Do I need a lawyer or agent to "shop" my demo tape?

  1. In many cases, major entertainment companies will not listen to or look at anything that has not come to them under the letterhead of an attorney or agent. They do this in order to protect against later claims that they "stole" someone's idea and to screen out submissions that are less likely to be from "serious" talent sources.
  2. At The Law Office of TaQuita M. Hogan-Claiborne we do not ordinarily "shop" the work of new artists unless they have previously retained us as their entertainment counsel. We do, however, have contacts with entertainment company executives, agents and personal managers to whom we sometimes refer new talent under appropriate circumstances

How many songs should we put on our demo tape?
The industry really rarely likes to see more than three or four songs on a demo tape. It should be three or four of the best songs that you have with the best song first. If you have only one good song, then put that song on the demo.

How do we get our demo to a record company?
While many record companies accept "unsolicited material", sometimes it is necessary to go through a manager or a lawyer that the record company is familiar with. Unsolicited demo tapes can be sent via courier, mail or delivered personally.

How do I find a manager?
Finding a manager can be a difficult task. In most cases, if an Artist has commissionable earnings, a record deal in hand and a publishing agreement, managers often come to the Artist. A manager can be solicited much like a publisher or a record company. Often managers find artists and not the other way around.

What is music publishing?
Simply put, music publishing in the business sense, is the exploitation usually by way of licensing rights to musical compositions with a view to making money. In the legal sense, music publishing means issuing copies to the public. Copies may be in the form of a tape, sheet music or records, for example.  

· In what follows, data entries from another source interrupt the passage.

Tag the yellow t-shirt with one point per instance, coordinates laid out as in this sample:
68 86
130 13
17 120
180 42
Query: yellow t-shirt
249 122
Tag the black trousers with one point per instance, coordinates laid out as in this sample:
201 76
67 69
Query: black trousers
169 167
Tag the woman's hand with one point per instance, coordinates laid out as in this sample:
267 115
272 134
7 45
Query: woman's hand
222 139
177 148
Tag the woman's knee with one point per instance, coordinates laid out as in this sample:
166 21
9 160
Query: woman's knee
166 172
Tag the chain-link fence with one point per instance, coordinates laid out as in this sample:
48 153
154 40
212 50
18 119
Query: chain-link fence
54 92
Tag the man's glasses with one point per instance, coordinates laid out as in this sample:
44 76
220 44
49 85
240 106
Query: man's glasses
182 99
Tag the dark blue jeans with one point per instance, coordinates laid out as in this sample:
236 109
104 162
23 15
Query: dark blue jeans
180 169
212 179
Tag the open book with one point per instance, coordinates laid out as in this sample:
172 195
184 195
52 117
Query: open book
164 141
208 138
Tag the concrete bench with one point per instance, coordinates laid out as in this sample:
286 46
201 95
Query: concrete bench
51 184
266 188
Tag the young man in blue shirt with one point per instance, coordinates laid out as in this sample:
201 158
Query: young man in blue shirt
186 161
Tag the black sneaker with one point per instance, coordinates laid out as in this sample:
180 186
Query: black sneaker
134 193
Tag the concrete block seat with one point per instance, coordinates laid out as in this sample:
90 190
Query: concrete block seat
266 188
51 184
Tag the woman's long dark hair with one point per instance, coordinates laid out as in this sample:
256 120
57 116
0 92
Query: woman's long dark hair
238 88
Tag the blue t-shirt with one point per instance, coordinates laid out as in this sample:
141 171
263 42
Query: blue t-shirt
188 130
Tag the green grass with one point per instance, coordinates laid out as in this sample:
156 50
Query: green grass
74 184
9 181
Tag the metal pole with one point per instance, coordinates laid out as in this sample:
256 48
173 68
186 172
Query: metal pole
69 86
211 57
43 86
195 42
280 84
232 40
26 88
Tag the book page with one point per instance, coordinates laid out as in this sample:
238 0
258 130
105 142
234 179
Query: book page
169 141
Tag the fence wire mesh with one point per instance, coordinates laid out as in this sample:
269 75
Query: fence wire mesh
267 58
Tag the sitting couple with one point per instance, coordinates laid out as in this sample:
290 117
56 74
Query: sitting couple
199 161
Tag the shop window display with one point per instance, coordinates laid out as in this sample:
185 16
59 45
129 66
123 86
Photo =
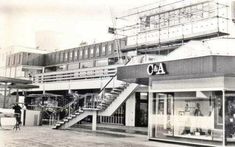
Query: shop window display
230 116
187 115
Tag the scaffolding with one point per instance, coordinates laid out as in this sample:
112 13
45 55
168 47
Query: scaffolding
169 23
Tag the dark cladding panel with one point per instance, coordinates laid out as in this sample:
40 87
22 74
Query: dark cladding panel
181 69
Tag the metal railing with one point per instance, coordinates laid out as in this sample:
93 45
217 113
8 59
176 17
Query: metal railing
79 74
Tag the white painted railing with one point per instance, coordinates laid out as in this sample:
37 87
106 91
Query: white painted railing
88 73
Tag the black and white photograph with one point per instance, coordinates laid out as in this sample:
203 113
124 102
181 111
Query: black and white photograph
117 73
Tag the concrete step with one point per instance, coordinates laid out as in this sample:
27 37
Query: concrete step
58 125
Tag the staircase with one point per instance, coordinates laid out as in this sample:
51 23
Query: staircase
72 119
105 103
114 99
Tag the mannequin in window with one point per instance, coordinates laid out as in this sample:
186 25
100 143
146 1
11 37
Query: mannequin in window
197 111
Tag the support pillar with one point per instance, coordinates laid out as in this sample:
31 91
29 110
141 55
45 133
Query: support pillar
17 95
5 95
94 120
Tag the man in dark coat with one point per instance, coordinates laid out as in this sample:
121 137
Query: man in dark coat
17 110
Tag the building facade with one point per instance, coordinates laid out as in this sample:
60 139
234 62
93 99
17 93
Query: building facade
176 72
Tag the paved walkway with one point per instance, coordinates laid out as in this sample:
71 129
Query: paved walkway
46 137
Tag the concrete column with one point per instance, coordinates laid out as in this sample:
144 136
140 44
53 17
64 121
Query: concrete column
5 95
130 111
94 120
17 95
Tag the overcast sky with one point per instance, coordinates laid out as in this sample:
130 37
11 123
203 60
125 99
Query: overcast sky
75 20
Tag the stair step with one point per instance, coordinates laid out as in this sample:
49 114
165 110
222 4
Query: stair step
81 111
69 117
116 89
58 125
54 127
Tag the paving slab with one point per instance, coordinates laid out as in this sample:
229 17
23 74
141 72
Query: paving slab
47 137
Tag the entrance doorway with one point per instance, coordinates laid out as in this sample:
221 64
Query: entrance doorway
141 118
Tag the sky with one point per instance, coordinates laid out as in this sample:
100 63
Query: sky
70 22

Do you shop demo tapes to A&R representatives?
The Law Office of TaQuita M. Hogan-Claiborne will consider "shopping" or "soliciting" to publishing companies, record companies and managers and we do listen to a lot of material that is sent to the office. Clearly, in order to do so we must assess the material and believe that we could be effective with respect to such material.

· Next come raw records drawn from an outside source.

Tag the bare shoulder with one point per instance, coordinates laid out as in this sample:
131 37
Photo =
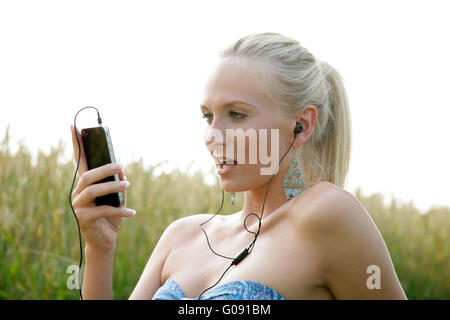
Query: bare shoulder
329 206
349 245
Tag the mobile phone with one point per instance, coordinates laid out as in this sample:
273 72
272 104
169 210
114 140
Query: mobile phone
99 151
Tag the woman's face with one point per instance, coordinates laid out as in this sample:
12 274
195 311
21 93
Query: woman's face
234 99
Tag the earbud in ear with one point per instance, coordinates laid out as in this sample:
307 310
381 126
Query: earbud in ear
298 128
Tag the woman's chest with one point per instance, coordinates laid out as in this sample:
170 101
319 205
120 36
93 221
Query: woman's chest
278 260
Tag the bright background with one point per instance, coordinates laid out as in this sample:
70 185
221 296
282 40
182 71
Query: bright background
145 64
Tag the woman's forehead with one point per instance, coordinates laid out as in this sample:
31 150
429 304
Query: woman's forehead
234 81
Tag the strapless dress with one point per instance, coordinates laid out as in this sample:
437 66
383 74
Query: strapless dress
235 290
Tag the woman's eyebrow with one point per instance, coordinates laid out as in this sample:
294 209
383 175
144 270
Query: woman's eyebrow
229 104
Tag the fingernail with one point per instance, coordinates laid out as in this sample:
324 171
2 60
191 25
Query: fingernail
125 184
130 212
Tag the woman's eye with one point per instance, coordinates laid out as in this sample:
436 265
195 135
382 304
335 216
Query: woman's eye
237 115
207 116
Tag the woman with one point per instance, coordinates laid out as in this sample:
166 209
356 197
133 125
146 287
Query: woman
314 239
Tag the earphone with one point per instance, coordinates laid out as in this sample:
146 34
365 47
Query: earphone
246 251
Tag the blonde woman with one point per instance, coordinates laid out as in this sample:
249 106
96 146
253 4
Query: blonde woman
314 239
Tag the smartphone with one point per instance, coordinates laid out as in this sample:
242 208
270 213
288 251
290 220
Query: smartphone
99 151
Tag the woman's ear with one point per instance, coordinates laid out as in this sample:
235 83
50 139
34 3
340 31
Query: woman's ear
307 117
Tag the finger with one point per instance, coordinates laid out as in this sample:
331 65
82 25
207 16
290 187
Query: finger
97 174
93 191
122 177
83 164
89 214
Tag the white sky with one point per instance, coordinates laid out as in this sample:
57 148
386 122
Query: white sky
145 64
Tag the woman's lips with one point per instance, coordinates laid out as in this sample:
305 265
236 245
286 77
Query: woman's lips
225 168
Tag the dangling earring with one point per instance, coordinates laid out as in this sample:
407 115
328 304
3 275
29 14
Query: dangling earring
232 195
293 181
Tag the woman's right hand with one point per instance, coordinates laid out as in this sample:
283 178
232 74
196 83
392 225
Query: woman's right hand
99 224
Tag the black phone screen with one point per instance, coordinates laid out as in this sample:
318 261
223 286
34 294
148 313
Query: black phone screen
98 154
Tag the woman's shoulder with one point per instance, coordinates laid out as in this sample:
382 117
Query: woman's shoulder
325 205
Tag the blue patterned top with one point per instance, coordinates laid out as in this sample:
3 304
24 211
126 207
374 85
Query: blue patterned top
236 290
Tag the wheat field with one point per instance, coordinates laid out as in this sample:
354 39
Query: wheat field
39 237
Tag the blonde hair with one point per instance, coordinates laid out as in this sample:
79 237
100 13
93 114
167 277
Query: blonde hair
297 80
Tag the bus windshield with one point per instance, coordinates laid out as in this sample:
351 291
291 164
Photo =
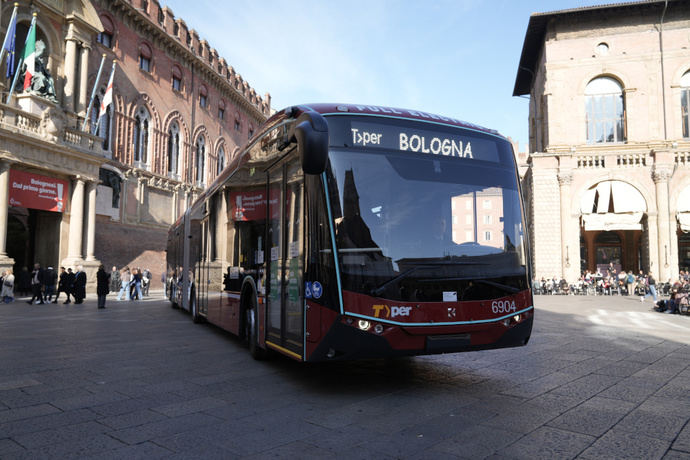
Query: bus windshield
411 225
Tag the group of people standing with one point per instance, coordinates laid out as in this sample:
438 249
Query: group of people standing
132 284
45 285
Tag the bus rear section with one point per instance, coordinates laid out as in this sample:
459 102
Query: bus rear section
427 238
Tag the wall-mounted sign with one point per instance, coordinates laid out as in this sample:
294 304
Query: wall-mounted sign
33 191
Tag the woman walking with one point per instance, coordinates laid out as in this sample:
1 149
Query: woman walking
125 278
7 292
102 285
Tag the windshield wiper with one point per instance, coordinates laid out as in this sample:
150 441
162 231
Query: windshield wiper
505 287
378 290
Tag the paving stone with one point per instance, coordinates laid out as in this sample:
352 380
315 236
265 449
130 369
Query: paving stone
143 451
593 417
188 407
548 443
618 444
682 442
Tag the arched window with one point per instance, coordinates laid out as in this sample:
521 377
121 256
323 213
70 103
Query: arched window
200 148
685 102
203 96
176 78
221 160
605 111
145 57
101 126
142 121
105 38
173 148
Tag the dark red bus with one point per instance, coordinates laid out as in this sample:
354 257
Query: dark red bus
345 232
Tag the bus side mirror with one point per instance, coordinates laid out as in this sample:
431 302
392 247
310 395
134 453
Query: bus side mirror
311 134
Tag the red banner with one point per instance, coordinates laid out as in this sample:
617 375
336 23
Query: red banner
248 206
37 192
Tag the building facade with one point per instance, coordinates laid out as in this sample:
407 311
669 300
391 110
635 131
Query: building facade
608 177
178 114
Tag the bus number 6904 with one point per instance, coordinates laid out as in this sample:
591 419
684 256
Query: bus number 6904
503 306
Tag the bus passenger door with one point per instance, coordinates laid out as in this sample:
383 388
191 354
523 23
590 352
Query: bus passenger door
203 275
285 301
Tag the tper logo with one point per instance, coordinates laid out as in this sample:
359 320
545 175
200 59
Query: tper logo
384 311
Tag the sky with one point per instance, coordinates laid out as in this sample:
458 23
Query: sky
456 58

What do people mean when they say "keep your own publishing"?
In essence, "keeping your publishing" means keeping the copyright to the music that you have written, own or control. In terms of dollars it means that you will retain the publishers' share of revenue (typically 50%). If, for example, your publishing agreement is divided on a 50/50 net basis, this means that the writers' share is 50% and the publishers' share is 50%. If you keep your publishing, you will receive both the writer's and the publisher's share of revenue. It is important to note that a writer customarily never receives less than the writers' share in any publishing agreement.

This question raises another issue worth considering. Why would you want to keep your own publishing? It depends on the facts of each situation. For most songwriters, there is a time and a place that a publishing deal can and should be made. Such an agreement may be entered into for the purpose of obtaining money that you can get by way of a publishing advance, which can allow you to complete a record. Without it some artists may never find a record deal.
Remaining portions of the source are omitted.